AI agents invoke limit_expression to trigger actions in SageMath MCP Server. What it does depends on the arguments the agent supplies, and its effects often reach beyond the immediate call — builds kicked off, notifications sent, workflows started.
This tool runs SageMath code to compute limits, making it an Execute category since it evaluates/runs expressions in a computational environment with persistent state. While the primary purpose is mathematical computation (which could seem like Read), it executes code in a live SageMath session, and misuse could involve injecting arbitrary SageMath code.
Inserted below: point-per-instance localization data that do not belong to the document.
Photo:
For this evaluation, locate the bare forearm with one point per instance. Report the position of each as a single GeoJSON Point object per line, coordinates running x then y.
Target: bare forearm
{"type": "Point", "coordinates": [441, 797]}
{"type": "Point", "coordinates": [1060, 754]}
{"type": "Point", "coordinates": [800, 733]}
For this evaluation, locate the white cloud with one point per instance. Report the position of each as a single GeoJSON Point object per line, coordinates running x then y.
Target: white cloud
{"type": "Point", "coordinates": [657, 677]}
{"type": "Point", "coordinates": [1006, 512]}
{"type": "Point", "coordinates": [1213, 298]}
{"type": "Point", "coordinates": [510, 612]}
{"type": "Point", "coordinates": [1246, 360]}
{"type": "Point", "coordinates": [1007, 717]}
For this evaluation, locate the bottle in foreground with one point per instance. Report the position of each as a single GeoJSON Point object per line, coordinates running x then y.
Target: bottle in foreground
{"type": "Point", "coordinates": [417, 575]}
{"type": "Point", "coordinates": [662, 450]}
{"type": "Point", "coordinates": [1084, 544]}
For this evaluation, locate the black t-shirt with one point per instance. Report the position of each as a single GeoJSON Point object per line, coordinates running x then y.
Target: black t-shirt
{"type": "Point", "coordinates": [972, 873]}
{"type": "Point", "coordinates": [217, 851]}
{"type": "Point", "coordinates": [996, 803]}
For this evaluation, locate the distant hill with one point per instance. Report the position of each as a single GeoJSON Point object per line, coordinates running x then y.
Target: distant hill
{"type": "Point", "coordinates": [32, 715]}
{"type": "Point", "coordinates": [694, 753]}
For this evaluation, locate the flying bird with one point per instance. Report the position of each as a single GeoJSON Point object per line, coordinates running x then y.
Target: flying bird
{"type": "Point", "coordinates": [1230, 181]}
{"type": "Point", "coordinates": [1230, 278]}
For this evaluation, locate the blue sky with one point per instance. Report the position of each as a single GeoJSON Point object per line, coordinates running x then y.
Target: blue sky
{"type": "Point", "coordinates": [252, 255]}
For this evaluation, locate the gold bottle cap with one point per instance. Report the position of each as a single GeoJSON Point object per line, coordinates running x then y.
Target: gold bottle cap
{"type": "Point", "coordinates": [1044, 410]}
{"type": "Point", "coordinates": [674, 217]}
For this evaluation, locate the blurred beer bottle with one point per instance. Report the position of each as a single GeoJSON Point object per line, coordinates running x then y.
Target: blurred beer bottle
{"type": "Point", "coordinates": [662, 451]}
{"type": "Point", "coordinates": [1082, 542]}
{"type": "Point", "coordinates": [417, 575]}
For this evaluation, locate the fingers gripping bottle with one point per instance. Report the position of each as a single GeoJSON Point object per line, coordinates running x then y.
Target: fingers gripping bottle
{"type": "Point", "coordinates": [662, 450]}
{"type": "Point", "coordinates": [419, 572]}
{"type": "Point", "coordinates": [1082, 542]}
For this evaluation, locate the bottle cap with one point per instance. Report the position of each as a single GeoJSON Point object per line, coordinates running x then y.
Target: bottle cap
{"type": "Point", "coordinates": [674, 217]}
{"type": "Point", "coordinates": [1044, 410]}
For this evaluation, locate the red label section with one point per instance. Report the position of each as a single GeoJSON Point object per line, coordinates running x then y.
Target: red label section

From the tool's definition 'Compute the limit of an expression' using SageMath, which executes mathematical computations in a persistent session
Documented attack patterns abuse exactly the kind of access limit_expression gives an agent:
PolicyLayer is an MCP gateway — it sits between your AI agents and SageMath MCP Server, and nothing reaches the server without passing your rules. This is the rule we recommend for limit_expression:
{
"version": "1",
"default": "deny",
"tools": {
"limit_expression": {
"limits": [
{
"counter": "limit_expression_rate",
"window": "minute",
"max": 10,
"scope": "grant"
}
]
}
}
} limit_expression stays usable, but rate-capped — a runaway agent can't fire it dozens of times a minute. Everything else on the server is denied unless you say otherwise.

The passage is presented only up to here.